Today’s passage: Deuteronomy 29
Helpful thoughts:
- The covenant is reviewed with the generation of Israel that would enter the promised land.
- All but Moses, Joshua and Caleb had been born since the exodus from Egypt. However, Moses speaks to them as their national identity. Israel had seen the Lord’s mighty hand free them from Egypt and Israel was about to renew her covenant and enter into the Promised Land.
- Israel would never be defeated because other gods were more powerful. Israel would never be defeated because other armies had more men and greater strength. Israel would only ever be fully defeated because they abandoned their covenant with the Lord.
- Verse 29 carries a significant message. There are things we do not know about God. There were certainly things Israel did not know that have been revealed to us through Christ and the New Covenant (e.g. Ephesians 3:4-6)! But, what God had revealed to Israel was sufficient for what they were called to do. They had everything they needed to know to trust and obey.
Questions to consider:
- How does it make sense for Moses to review the covenant with all these people who were not present at the time the covenant was first implemented? How does it also make sense to include all these people with those who had gone before them?
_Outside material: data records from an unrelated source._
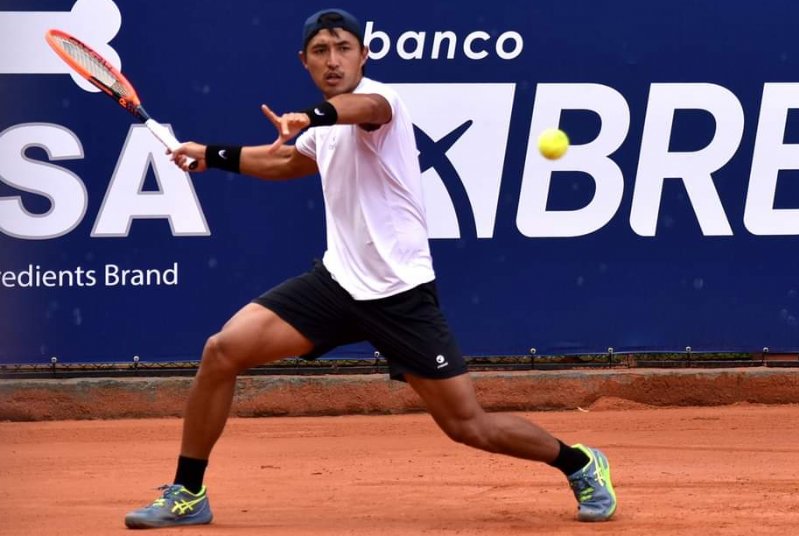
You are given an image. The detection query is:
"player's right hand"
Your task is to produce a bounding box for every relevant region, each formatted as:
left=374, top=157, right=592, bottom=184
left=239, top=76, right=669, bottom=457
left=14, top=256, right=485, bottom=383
left=169, top=142, right=208, bottom=172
In our modern western mindset, how might we miss the aspect of identifying together with community that is assumed in many places throughout scripture?
- With whom are you identified as a follower of Christ, set apart from the rest of the world? Who are our people? How does the local church provide this identity?
- If the Word of God is sufficient to teach us all we need to know for salvation, sanctification, life and godliness, then how should we approach the Word of God (2 Timothy 3:16-17, 2 Peter 1:3-4)? How should it inform our thinking and living? How should we measure and evaluate other forms of “revelation” people desire or promote?